We had lunch at one of the cafes at the square. The initial waiter we had was annoyed that #1 we asked for a menu (in broken Czech) and #2 we weren't ready to order when he was ready to take the order. We thought it was us, but then noticed he had attitude with anyone who was not Czech. Oh, well. Send in the next waiter. Good guy took our order with a smile and about 45 minutes later we got our food.

Oh my gawd!! Laurie's plate had 3 huge pieces of batter fried pork which had a mashed potato batter on them. Over all of them was a mushroom sauce and over that was sour cream. Can you say...."clogged arteries"? Greg's wasn't much better, although he did have produce on his plate. His was a batter fried chicken Cordon Bleu. Oh, my....just too many calories for our tastes, but then we are the ones who ordered. The good part was that both plates along with the mineral water we had was only about $12. So, we'll die with money in our pockets.

Speaking of costs, the Czech Republic is very inexpensive. Most meals (for two) are $20 or less which is quite a difference from Germany. You can also use Euros here, but it's better that you use the Koruna. We purchased ours through the ATM machine just as we did when we arrived in Germany to get the Euros. You get a much better rate and you don't have to carry traveler's checks or wonder how much you're paying in service fees at the Exchange stores.

On to Heřmanův Městec, the birthplace of Laurie's grandfather in 1885. Although we "landed" in Pardubice first (not what we had planned), we didn't think we'd have much problem finding Hermanuv Mestec. After all, both of us pride ourselves in our navigational skills and we could use our maps and just reverse the Google directions. Right?? WRONG!! What should have taken about 15 minutes, took us 90. The only way we finally got on the right track was that when we drove in one direction, let's say south, we looked at the signs in the north direction and bingo....there was a sign to Hermanuv Mestec. Guess you weren't to go there if you were traveling south.

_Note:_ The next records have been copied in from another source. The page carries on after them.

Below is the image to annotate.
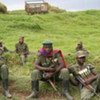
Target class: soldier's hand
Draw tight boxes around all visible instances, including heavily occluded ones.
[47,68,56,72]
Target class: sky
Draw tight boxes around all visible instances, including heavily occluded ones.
[0,0,100,11]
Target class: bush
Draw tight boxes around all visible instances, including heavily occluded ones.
[0,3,7,14]
[48,5,65,13]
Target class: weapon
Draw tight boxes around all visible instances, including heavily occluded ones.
[76,75,100,98]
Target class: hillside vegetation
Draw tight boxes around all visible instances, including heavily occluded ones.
[0,3,7,14]
[0,10,100,100]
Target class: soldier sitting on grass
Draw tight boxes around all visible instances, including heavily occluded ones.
[0,49,12,98]
[26,41,73,100]
[15,37,29,65]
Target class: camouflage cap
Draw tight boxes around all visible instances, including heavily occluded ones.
[19,36,24,39]
[76,50,86,58]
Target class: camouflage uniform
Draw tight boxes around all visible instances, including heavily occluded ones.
[15,37,29,65]
[26,41,73,100]
[69,51,100,100]
[0,49,11,97]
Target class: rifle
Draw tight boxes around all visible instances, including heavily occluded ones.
[76,75,100,98]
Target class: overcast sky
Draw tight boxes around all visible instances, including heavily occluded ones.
[0,0,100,11]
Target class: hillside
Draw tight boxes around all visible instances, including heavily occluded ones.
[0,10,100,100]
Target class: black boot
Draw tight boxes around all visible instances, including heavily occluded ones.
[2,79,12,98]
[62,80,73,100]
[26,81,39,100]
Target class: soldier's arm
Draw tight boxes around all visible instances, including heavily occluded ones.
[25,44,29,54]
[55,53,64,73]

So, we finally made it to Heřmanův Městec, a quaint village of about 3,500 inhabitants. Since Laurie's grandfather left here in 1903 to go to America, we thought we'd see if we could find the local cemetery which might have the markings of her great grandfather and grandmother. He was the tombstone maker, and she died early, so we should find something. We drove around a bit before stopping a policeman to ask where the cemetery might be. We showed him a paper with my grandfather's name, birthdate and birthplace on it and then tried to communicate that we were looking for the cemetery by drawing crosses, etc. He cordially gave us directions in Czech, which of course we couldn't understand, and then we handed him a pen to write the street names down.

We found the cemetery, but unfortunately, after walking through it, we found nothing. What was interesting, however, was that there were no dates of birth or death on the tombstones. Just family names. This was true of old and new plots. Greg took some pictures of possible stones Laurie's grandfather might have cut.

It appears you can find your way out of Heřmanův Městec without a problem which we did and quickly followed the road to Pardubice. They just don't want you finding Heřmanův Městec! It took 15 minutes back to Pardubice.

Since we had to trek back north through Pardubice and we were relatively close to the Polish border, we thought...why not? So on we went through the city of Hradec Kravlove and then on to the border which was another perhaps 40 km. We got to the border and, yes...they stamped our passports. It's always fun when they do that. They even scanned them. We crossed over the border and went to the next little town which had a hotel and restaurant but seemed to be uninhabited, so we just left and drove back over the border and again they stamped our passports.

We traveled back to Prague on mostly two lane roads and after again some missed turnoffs, finally arrived back at our apartment at about 9:00. It was an exhausting day, but well worth the adventure and travel back into time.